I cant wait to see the pens.


----------



## Russel (Aug 13, 2007)

*Day #7 - Projects 3-12*

Okay, it's Day 7, the end of the first week of the 30 projects in 30 days challenge. As of today, I'm a bit ahead of schedule, but for a reason. My daughter and grand daughter will be flying in from Arizona on Friday for the first time in about 2 years. So, I'm expecting my shop time to be diminished a bit.

I've got 5 pens (actually 3 pens and 2 pencils) which are pretty straightforward and fortunately don't require a lot of shop time. Being a novice turner, my take on pens is to pretty much make them round and let the wood do the talking. No fancy designs here.

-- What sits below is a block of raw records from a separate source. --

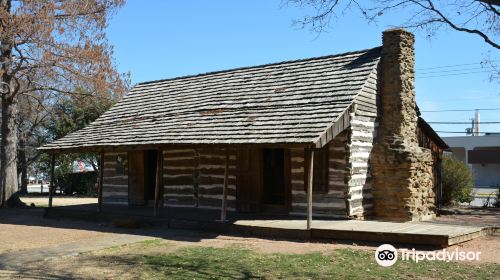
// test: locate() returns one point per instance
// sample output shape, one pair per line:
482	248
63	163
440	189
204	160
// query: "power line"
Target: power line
455	65
463	132
462	122
460	110
452	70
455	74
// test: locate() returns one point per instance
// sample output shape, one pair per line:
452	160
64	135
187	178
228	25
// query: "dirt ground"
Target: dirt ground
31	245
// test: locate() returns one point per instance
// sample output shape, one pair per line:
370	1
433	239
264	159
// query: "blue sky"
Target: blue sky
160	39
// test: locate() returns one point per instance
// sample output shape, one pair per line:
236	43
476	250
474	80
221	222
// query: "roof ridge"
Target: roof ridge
256	66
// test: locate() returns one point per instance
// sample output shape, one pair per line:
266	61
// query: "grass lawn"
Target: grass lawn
237	262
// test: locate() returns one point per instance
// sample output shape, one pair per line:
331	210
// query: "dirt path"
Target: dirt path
31	246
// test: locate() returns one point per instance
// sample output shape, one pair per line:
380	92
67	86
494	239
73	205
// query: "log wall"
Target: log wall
195	178
363	131
115	179
333	202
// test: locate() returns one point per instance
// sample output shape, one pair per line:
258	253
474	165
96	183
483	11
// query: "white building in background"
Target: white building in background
482	154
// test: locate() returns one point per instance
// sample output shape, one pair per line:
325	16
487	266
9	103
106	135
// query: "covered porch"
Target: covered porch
277	226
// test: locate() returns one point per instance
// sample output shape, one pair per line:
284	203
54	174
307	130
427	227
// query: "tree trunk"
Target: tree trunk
23	165
8	174
8	152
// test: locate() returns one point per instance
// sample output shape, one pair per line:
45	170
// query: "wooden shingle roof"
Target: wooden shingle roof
292	102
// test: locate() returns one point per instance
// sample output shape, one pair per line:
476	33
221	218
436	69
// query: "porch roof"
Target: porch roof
294	102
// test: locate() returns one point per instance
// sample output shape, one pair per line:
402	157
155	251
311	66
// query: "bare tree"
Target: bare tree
480	18
51	47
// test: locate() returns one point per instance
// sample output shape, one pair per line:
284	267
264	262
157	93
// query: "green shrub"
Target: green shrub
457	181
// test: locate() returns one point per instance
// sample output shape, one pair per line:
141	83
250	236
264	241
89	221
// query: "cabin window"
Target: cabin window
320	177
120	165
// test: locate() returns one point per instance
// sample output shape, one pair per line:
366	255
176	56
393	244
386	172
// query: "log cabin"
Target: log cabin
337	136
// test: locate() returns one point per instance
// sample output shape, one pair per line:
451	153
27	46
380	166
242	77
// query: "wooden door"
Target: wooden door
249	180
136	178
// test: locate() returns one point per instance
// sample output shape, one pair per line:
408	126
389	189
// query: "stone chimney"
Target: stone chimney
401	170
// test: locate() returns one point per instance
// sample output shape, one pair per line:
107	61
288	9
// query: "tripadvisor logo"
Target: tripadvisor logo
386	255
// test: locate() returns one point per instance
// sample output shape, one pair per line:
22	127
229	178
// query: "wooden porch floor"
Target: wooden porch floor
282	226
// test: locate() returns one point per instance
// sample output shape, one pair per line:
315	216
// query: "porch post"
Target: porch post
309	188
100	183
159	176
224	190
52	177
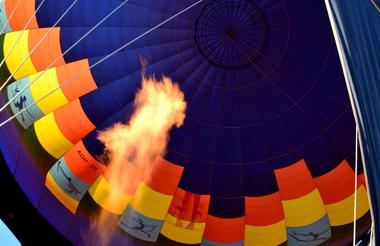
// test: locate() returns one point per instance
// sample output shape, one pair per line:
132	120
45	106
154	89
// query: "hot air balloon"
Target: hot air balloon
266	154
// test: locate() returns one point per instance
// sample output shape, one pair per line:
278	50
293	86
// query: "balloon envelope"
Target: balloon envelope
266	152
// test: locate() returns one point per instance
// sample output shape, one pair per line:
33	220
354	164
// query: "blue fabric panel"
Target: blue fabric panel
67	181
313	234
358	27
139	225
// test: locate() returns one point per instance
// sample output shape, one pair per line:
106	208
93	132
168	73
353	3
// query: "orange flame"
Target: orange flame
132	148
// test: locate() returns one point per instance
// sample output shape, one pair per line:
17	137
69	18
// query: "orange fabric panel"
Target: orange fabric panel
82	164
48	51
165	176
76	79
222	230
337	184
189	206
24	11
294	181
361	177
263	210
73	121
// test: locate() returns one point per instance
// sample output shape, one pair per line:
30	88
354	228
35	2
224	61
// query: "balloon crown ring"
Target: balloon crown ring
231	34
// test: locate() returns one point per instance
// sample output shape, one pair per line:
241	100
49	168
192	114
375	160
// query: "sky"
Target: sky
6	236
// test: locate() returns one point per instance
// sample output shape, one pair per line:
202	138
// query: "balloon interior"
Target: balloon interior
236	129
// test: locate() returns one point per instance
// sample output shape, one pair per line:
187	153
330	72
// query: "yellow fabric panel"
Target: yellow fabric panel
70	203
274	234
51	137
42	85
304	210
151	203
17	55
109	197
179	234
342	212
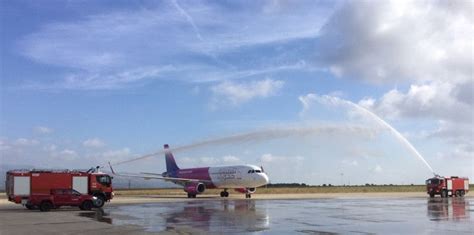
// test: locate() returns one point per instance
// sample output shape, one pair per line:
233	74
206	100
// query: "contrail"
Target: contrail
261	135
188	18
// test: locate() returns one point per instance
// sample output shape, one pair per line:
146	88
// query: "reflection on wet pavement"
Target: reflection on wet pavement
317	216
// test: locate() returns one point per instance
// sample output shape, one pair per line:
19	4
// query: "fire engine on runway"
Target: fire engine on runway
21	185
447	186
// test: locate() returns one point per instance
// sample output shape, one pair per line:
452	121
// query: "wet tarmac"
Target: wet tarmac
315	216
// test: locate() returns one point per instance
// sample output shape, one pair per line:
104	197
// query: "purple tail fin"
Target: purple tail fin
170	162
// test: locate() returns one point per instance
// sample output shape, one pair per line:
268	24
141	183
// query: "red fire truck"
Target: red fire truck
447	186
20	184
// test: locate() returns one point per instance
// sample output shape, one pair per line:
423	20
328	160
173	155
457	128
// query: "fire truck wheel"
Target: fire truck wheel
444	193
86	205
100	201
46	206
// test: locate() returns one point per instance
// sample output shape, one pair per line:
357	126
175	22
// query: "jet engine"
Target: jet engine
194	188
246	190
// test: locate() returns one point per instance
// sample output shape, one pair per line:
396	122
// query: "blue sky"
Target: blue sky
86	82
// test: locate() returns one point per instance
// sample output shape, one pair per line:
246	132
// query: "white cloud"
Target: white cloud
377	169
270	158
393	41
116	154
237	93
434	100
93	143
43	130
437	102
26	142
50	148
352	163
114	54
67	154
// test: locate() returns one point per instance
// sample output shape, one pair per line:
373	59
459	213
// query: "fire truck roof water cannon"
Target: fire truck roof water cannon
453	186
25	186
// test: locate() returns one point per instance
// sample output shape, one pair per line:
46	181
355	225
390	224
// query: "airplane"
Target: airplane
241	178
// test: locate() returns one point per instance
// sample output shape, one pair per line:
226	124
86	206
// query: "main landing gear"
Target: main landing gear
224	193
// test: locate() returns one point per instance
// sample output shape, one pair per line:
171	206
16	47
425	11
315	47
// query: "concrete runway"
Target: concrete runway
386	215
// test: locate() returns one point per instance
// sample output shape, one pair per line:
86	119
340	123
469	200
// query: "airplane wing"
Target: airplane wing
148	176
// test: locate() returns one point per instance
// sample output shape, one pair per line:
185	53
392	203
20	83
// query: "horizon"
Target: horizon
271	83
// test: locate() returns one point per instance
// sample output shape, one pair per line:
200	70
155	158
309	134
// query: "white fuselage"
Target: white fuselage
243	176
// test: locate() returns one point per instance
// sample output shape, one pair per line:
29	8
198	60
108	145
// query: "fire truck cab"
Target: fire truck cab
447	186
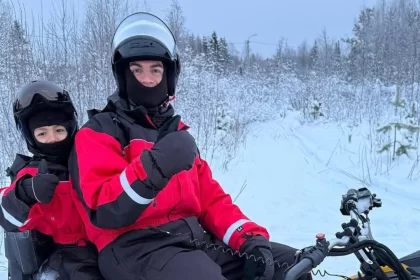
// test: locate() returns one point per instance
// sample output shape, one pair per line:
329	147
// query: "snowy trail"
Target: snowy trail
294	188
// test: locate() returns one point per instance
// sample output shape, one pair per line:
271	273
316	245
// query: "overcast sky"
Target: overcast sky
295	20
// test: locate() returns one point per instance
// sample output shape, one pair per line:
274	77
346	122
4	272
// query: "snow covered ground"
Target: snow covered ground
293	177
293	186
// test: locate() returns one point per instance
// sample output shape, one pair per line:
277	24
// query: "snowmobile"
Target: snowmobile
377	261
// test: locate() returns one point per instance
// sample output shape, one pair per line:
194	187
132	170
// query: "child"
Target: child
39	202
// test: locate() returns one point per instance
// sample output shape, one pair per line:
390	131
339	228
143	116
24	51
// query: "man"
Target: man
147	196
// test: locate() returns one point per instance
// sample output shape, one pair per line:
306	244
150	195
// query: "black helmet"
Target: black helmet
144	36
38	96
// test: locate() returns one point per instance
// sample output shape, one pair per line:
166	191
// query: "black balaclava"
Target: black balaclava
148	97
59	150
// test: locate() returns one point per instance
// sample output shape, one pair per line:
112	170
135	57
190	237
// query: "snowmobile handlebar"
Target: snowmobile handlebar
354	239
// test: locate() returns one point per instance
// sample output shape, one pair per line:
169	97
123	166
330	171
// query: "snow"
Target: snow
295	173
295	176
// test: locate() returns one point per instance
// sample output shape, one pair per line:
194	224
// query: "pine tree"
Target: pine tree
400	143
20	63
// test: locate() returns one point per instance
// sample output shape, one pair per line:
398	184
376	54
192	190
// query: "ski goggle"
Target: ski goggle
40	93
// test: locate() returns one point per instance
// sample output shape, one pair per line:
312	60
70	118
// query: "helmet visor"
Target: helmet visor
144	25
42	90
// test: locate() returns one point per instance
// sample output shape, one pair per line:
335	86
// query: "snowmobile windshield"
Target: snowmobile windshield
144	26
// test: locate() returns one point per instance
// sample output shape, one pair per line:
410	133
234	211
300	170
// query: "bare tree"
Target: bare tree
176	21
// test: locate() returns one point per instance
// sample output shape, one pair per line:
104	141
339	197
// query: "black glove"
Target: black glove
174	153
39	188
258	259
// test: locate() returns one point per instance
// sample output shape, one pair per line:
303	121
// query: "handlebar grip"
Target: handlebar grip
304	266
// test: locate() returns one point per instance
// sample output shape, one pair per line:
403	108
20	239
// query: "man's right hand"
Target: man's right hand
174	153
39	188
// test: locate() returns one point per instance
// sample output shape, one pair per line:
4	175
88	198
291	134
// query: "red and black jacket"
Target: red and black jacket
58	219
112	183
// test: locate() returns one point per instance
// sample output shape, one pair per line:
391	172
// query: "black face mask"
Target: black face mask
56	152
148	97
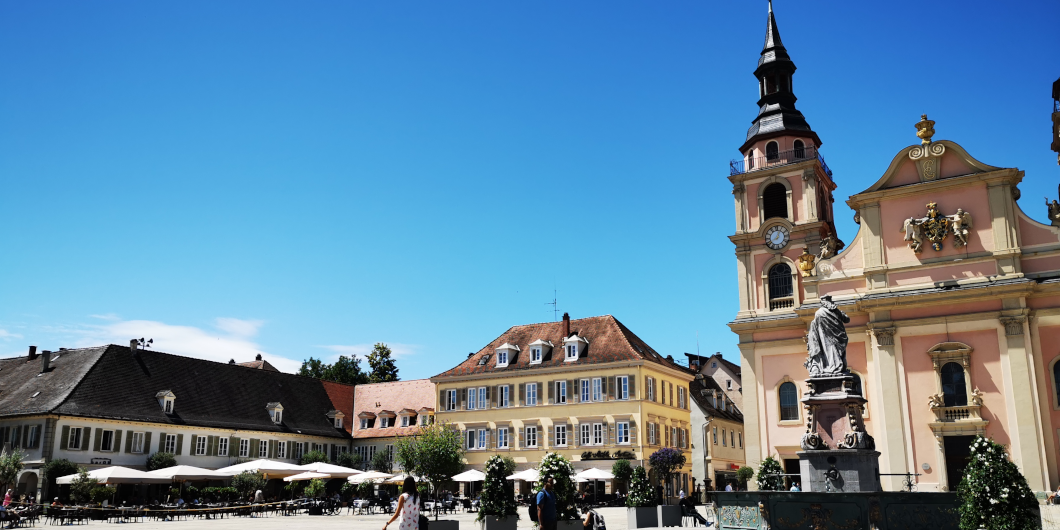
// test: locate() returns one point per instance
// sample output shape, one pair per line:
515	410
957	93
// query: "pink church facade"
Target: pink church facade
953	294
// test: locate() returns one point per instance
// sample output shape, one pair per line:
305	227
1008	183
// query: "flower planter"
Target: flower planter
669	515
642	517
494	523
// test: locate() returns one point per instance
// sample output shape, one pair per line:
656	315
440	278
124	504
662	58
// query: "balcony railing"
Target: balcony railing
782	158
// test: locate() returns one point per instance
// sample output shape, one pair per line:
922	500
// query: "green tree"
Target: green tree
641	493
769	476
382	363
81	489
161	460
436	454
248	482
993	494
11	465
498	493
622	472
558	467
382	462
313	457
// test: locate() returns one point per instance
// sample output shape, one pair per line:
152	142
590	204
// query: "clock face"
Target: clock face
776	237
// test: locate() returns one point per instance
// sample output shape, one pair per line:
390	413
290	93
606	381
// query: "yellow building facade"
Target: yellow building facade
588	389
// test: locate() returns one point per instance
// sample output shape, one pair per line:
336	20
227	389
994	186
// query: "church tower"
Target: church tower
782	190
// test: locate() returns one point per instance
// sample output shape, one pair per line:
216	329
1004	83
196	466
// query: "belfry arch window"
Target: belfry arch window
789	402
780	287
954	388
775	200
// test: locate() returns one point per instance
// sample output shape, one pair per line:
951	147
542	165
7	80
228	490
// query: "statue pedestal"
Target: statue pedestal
838	455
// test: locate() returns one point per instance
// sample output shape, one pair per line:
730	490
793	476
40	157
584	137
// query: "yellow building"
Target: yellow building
579	387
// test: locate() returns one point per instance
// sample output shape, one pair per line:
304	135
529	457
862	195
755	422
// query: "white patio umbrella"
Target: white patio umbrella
118	475
365	477
334	471
528	475
179	473
274	467
305	476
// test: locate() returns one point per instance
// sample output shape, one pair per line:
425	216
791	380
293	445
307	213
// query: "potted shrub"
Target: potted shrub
497	507
640	502
559	469
665	462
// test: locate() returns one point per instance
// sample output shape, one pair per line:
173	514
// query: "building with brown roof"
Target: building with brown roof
383	411
588	389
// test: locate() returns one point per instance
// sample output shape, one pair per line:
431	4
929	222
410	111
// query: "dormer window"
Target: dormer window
506	353
166	401
537	351
276	412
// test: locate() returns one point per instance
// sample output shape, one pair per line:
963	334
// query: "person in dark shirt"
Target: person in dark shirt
546	506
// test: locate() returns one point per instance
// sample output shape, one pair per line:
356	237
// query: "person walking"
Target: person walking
546	506
408	507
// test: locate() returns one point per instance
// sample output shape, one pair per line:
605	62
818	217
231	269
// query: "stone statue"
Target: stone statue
827	340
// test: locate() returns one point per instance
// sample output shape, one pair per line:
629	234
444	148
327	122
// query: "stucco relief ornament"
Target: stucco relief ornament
827	340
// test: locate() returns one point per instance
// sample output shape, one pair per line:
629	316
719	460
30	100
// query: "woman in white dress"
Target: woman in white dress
408	507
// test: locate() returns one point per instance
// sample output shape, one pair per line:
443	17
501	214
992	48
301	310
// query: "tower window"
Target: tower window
775	199
954	390
789	402
780	287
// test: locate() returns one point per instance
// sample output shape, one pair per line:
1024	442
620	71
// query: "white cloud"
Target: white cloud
398	349
232	338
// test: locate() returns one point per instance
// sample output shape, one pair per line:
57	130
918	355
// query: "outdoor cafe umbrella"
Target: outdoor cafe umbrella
118	475
305	476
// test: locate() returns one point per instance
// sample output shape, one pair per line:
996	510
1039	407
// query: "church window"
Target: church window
954	391
780	287
789	402
775	200
772	151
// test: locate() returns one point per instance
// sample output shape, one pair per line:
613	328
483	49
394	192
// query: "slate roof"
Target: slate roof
608	341
115	383
412	394
695	390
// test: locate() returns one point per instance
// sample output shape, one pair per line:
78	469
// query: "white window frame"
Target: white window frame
531	436
76	434
622	433
103	440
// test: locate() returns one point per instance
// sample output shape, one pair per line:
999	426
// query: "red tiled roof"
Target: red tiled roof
381	398
608	341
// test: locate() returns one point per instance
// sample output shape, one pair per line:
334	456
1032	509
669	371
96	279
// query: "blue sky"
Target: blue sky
305	179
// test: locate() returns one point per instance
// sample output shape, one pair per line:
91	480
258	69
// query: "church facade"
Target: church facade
952	290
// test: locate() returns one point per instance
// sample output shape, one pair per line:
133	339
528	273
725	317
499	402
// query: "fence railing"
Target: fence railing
781	158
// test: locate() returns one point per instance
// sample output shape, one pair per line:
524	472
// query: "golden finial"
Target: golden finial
925	128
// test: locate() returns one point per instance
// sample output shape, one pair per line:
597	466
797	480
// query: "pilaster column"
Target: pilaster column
888	426
1024	424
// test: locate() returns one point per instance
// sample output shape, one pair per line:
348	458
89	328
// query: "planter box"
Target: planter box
494	523
669	515
442	524
642	517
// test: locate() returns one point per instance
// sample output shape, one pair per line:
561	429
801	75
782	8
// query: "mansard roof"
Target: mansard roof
608	341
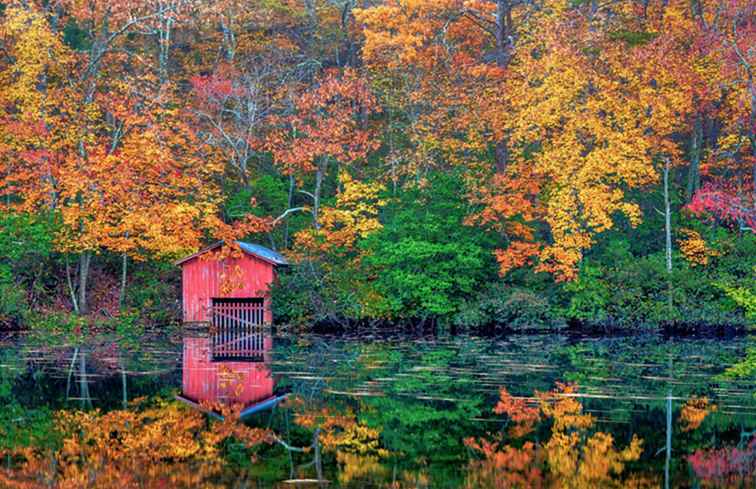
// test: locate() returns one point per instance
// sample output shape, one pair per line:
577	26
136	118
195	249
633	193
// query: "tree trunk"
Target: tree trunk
124	271
668	232
316	195
71	288
502	155
289	202
84	261
504	46
668	445
86	400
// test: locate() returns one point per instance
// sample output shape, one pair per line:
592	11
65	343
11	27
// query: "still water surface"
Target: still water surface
378	411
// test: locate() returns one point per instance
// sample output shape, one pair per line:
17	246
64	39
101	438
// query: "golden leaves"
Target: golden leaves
151	447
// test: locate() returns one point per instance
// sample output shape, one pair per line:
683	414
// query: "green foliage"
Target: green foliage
153	290
25	248
307	294
511	307
425	261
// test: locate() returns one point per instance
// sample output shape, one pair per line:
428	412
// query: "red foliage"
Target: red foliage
726	202
725	467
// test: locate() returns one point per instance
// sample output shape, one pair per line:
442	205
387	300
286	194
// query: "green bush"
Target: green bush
510	307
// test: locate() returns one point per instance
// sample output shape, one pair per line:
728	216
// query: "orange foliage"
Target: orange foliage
571	458
694	412
153	447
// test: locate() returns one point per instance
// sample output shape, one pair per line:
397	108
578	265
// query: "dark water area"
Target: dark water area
370	410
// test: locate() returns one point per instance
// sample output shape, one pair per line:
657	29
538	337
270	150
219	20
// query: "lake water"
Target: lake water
389	411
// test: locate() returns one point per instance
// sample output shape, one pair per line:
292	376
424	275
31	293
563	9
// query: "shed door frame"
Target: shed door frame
226	312
238	328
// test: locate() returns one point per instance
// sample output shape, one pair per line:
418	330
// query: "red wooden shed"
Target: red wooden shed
248	299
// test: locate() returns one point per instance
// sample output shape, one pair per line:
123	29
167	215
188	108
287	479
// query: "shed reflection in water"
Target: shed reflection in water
229	367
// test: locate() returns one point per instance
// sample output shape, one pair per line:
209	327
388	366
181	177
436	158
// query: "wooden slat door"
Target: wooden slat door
237	328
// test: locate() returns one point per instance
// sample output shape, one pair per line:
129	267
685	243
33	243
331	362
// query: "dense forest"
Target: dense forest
454	162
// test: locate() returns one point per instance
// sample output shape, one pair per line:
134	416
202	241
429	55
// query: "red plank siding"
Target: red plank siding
201	279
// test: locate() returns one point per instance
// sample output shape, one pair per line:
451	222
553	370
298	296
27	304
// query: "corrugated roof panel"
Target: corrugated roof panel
263	252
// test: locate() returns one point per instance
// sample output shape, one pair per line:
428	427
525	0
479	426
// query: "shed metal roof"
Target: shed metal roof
256	250
263	252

What I've got is a Longwood pen and pencil set and a Cigar pen and pencil set, both made with Ebony, and then a Longwood pen made with Tulip wood. The Mrs. really liks that one. (It looks like I'll need a new camera because I can't seem to get the quality pen pictures that many others seem to get)




























Then I have a variation on the wheelbarrow; a flower cart. Definitely smaller than those I saw growing up, but perfect for a pot or two on the patio. Like it's companion, the wheelbarrow, it's made of pine and coated with shellac.










Next is the step stool. I've been planning on making one of these since my first grandchild and finally have gotten around to it (with 5 grandkids and counting). It's made of red oak and will do quite nicely when the tykes need to wash their hands and brush their teeth.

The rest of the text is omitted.